Le droit de retrait prévu par l’article 5-6 constitue pour l’agent un droit et non une obligation.
A la suite du signalement d’un danger grave et imminent soit par l’agent directement concerné soit par un membre du CHSCT, l’autorité administrative ou son représentant doit procéder sur le champ à une enquête.
Si le signalement émane d’un membre du CHSCT, celui-ci doit obligatoirement être associé à l’enquête. La présence d’un membre du CHSCT doit cependant être préconisée lors du déroulement de l’enquête, quel que soit le mode de signalement du danger grave et imminent en cause.
En toute hypothèse, l’autorité administrative doit prendre les dispositions propres à remédier à la situation du danger grave et imminent, le CHSCT compétent en étant informé.
En cas de divergence sur la réalité du danger ou la manière de la faire cesser, l’autorité administrative a l’obligation de réunir d’urgence le CHSCT compétent, au plus tard, dans les 24 heures, l’inspecteur du travail territorialement compétent et désigné, est informé de cette réunion et peut assister à titre consultatif à la réunion de ce CHSCT.
En dernier ressort, l’autorité administrative arrête les mesures à prendre, et met, si nécessaire en demeure par écrit l’agent de reprendre le travail sous peine de mise en œuvre des procédures statutaires, dès lors que la situation de danger grave et imminent ne persiste plus, ou que le retrait a été considéré comme étant injustifié.
A défaut d’accord sur ces mesures entre le chef de service et le CHSCT compétent, l’inspecteur du travail est cette fois obligatoirement saisi et met en œuvre la procédure prévue à l’article 5-5 du décret.

Sanction en cas de non prise en compte de l’alerte ou du retrait (article 5-9)

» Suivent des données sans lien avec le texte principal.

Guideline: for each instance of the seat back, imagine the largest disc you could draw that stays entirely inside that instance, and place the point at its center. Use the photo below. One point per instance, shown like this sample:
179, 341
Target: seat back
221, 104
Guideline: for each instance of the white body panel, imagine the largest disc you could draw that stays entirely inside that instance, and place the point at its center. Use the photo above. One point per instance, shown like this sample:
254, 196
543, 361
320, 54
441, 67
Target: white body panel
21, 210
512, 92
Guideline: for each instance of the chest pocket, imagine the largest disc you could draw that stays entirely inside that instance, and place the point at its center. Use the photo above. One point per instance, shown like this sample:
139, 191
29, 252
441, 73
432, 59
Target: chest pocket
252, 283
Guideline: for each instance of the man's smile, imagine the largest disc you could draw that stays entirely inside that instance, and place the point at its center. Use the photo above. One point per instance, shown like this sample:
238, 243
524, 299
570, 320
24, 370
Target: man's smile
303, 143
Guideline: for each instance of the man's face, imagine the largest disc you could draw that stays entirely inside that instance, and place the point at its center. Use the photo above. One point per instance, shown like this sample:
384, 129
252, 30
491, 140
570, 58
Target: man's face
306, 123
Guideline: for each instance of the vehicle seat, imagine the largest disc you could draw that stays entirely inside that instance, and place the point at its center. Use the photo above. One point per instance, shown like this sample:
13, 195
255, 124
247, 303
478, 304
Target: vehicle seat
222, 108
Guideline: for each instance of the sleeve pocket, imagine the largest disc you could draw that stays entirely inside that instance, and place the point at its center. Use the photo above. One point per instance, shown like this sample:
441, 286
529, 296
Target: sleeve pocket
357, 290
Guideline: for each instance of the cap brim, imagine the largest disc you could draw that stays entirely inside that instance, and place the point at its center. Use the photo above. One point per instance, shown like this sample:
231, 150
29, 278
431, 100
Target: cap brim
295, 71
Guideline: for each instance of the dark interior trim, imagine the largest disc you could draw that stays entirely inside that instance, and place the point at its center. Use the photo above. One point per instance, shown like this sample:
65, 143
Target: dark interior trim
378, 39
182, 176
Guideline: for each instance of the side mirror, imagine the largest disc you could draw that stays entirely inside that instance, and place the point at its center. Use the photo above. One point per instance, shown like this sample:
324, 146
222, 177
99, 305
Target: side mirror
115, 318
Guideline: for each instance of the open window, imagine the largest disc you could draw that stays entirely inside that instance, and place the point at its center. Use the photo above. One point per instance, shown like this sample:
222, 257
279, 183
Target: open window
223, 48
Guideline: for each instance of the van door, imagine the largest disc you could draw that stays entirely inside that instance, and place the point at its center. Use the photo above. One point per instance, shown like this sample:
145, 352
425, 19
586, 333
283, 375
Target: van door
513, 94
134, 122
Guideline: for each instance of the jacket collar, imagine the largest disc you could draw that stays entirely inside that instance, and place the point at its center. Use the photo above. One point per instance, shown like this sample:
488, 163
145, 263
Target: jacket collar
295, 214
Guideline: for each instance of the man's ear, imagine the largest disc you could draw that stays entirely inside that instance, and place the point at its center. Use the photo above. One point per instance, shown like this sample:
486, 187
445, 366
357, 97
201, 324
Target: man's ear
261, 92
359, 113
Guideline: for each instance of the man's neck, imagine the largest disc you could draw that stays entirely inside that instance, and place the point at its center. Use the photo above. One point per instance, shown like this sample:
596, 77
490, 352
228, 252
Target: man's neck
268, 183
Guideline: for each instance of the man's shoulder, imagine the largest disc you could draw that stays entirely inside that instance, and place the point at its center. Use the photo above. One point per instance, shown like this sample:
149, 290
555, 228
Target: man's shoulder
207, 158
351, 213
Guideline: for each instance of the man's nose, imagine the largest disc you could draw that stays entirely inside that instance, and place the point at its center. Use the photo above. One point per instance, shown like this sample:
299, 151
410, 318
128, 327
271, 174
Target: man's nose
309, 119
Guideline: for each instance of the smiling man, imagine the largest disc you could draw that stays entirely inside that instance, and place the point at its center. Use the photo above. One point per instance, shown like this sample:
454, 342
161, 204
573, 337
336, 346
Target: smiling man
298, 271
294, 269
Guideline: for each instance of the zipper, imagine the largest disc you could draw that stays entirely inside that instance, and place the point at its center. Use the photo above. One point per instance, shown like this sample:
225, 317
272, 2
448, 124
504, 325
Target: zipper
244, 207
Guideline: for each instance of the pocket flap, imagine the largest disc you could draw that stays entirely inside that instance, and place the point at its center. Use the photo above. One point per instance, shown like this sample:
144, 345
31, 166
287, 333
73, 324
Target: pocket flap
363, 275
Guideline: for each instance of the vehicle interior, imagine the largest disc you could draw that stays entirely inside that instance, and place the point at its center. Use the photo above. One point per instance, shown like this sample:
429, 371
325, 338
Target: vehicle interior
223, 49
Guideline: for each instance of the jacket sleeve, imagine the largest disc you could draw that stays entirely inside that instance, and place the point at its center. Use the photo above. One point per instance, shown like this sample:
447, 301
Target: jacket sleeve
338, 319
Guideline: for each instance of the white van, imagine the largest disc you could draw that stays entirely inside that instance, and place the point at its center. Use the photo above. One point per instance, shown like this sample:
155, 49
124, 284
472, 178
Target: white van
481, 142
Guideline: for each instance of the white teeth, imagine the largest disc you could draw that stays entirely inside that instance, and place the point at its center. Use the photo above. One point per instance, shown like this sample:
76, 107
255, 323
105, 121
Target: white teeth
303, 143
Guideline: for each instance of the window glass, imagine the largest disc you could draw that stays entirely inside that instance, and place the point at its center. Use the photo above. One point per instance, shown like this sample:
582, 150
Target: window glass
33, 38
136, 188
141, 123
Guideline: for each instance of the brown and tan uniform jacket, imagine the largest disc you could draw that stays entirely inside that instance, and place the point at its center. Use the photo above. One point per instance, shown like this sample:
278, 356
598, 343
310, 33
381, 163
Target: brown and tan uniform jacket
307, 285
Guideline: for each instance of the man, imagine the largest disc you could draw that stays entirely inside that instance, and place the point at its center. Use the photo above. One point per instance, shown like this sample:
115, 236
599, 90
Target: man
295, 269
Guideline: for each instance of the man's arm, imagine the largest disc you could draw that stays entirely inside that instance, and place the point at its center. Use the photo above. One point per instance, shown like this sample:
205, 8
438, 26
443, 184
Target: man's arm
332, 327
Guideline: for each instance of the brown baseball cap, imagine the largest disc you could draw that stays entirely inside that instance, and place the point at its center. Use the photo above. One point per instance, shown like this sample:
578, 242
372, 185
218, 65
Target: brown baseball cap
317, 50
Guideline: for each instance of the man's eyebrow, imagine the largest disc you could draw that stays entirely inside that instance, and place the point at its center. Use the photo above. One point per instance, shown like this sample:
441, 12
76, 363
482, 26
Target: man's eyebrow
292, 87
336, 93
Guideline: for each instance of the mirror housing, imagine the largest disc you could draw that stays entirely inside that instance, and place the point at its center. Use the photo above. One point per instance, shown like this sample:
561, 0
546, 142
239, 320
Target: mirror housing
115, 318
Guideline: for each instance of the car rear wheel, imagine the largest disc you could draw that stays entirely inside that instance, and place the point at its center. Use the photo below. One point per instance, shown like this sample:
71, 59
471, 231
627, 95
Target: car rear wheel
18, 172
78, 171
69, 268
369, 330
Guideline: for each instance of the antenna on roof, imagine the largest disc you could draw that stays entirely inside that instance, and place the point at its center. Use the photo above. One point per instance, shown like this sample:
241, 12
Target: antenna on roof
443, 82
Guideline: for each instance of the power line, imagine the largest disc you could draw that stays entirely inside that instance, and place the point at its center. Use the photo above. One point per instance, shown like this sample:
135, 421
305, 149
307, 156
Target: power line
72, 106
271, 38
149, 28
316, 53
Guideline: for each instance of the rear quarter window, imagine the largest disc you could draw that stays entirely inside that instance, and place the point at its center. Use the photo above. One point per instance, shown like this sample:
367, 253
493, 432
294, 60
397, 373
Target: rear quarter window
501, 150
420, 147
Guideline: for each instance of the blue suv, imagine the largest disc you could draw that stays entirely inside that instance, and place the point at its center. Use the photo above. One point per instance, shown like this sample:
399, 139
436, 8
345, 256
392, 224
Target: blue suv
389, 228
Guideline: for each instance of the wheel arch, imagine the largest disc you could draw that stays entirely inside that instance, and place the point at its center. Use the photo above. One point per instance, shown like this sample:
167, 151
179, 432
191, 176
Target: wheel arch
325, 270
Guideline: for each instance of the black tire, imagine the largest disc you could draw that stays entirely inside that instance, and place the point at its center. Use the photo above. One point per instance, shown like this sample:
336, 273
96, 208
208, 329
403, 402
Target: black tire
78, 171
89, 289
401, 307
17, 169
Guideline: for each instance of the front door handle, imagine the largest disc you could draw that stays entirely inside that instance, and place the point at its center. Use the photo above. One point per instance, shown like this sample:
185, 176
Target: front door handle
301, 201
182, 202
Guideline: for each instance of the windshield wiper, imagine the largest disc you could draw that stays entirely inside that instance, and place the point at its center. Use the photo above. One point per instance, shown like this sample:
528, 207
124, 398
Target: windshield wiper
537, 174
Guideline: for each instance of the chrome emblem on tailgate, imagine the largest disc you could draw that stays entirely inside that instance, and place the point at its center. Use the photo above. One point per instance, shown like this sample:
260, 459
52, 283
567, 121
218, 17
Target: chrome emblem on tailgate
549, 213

En ce qui concerne les agents non fonctionnaires, l’article 5-9 du décret prévoit à leur profit le bénéfice du régime de la faute inexcusable de l’employeur tel que défini aux articles L. 452.1 et suivants du code de la sécurité sociale, dès lors qu’ils auraient été victimes d’un accident du travail ou d’une maladie professionnelle alors qu’eux-mêmes ou un membre du CHSCT avaient signalé au chef de service ou à son représentant le risque qui s’est matérialisé.
Ce dispositif qui relève du régime général de la sécurité sociale permet, dans les conditions posées par les articles L.452-2 à L.452-5 du code de la sécurité sociale, à l’agent victime de bénéficier d’une indemnisation complémentaire du préjudice qu’il a subi.

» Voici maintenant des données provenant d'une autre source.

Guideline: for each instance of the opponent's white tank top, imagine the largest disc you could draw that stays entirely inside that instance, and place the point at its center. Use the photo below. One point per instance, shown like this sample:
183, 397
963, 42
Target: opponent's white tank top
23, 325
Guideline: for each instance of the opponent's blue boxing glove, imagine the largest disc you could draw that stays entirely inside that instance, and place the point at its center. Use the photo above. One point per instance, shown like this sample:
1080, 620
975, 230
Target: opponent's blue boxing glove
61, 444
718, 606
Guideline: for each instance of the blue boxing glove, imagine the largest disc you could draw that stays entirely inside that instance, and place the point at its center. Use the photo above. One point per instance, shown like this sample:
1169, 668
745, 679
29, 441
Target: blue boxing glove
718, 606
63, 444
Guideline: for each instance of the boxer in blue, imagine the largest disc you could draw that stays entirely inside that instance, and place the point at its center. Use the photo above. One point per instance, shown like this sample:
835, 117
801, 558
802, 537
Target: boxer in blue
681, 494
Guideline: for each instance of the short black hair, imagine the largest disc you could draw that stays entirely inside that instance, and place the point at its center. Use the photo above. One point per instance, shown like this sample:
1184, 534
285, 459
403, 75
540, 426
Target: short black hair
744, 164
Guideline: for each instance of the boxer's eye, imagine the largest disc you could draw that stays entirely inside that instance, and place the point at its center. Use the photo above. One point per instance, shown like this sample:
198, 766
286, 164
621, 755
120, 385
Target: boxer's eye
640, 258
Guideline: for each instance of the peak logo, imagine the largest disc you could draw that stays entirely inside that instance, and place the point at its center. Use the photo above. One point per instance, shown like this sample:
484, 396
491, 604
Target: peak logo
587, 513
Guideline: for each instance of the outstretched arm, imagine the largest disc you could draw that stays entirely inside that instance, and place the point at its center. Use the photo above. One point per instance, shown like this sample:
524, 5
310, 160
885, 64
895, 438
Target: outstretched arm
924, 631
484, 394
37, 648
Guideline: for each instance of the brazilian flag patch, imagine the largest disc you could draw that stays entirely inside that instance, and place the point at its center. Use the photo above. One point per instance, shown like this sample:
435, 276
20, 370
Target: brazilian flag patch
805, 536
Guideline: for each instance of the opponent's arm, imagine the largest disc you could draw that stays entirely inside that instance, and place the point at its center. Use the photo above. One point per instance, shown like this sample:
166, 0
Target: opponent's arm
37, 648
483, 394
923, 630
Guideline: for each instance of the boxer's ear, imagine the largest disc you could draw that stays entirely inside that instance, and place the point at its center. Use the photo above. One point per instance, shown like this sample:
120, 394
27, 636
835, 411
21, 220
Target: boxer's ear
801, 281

3. Les limites à l’exercice du droit de retrait (article 5-6 dernier alinéa)

L’exercice de certaines activités de service public peut être incompatible par nature avec l’usage du droit de retrait. Il en va ainsi des activités liées directement à la sécurité des personnes et des biens exécutées dans le cadre notamment du service public des douanes, de la police, de l’administration pénitentiaire et de la sécurité civile.
Le IV de l’article 5-6 du décret du 28 mai 1982 prévoit que « la détermination des missions de sécurité des biens et des personnes qui sont incompatibles avec l’exercice du droit de retrait individuel en tant que celui-ci compromettrait l’exécution même des missions propres de ce service, notamment dans les domaines de la douane, de la police, de l’administration pénitentiaire et de la sécurité civile, est effectuée par voie d’arrêté interministériel ».
Cette limite dans l’exercice de ce droit revêt donc une particulière importance dans les services de l’administration pénitentiaire parce que chaque agent d’une part, est responsable de tâches difficilement dissociables de la préservation de la sécurité collective et d’autre part, assume la continuité du service public à l’égard de personnes privées de liberté.
Ces missions, propres à l’administration pénitentiaire, ont été précisées dans l’arrêté interministériel du 10 avril 1997 portant détermination des missions de sécurité des biens et des personnes MJ SG SRH SDSDSQVT BSQVT mars 2020 incompatibles avec l’exercice du droit de retrait individuel du personnel pénitentiaire et sont les suivantes:
– garde et surveillance des détenus ;
– protection des détenus ;
– maintien de l’ordre intérieur des établissements pénitentiaires ;
– transfèrement et extraction des détenus ;
– formalités d’écrou.
Les conditions d’exercice du droit de retrait, les restrictions qui sont apportées à ce droit et les procédures à mettre en œuvre en cas de risque grave et imminent à l’administration pénitentiaire font l’objet de la circulaire du 26 mars 1998.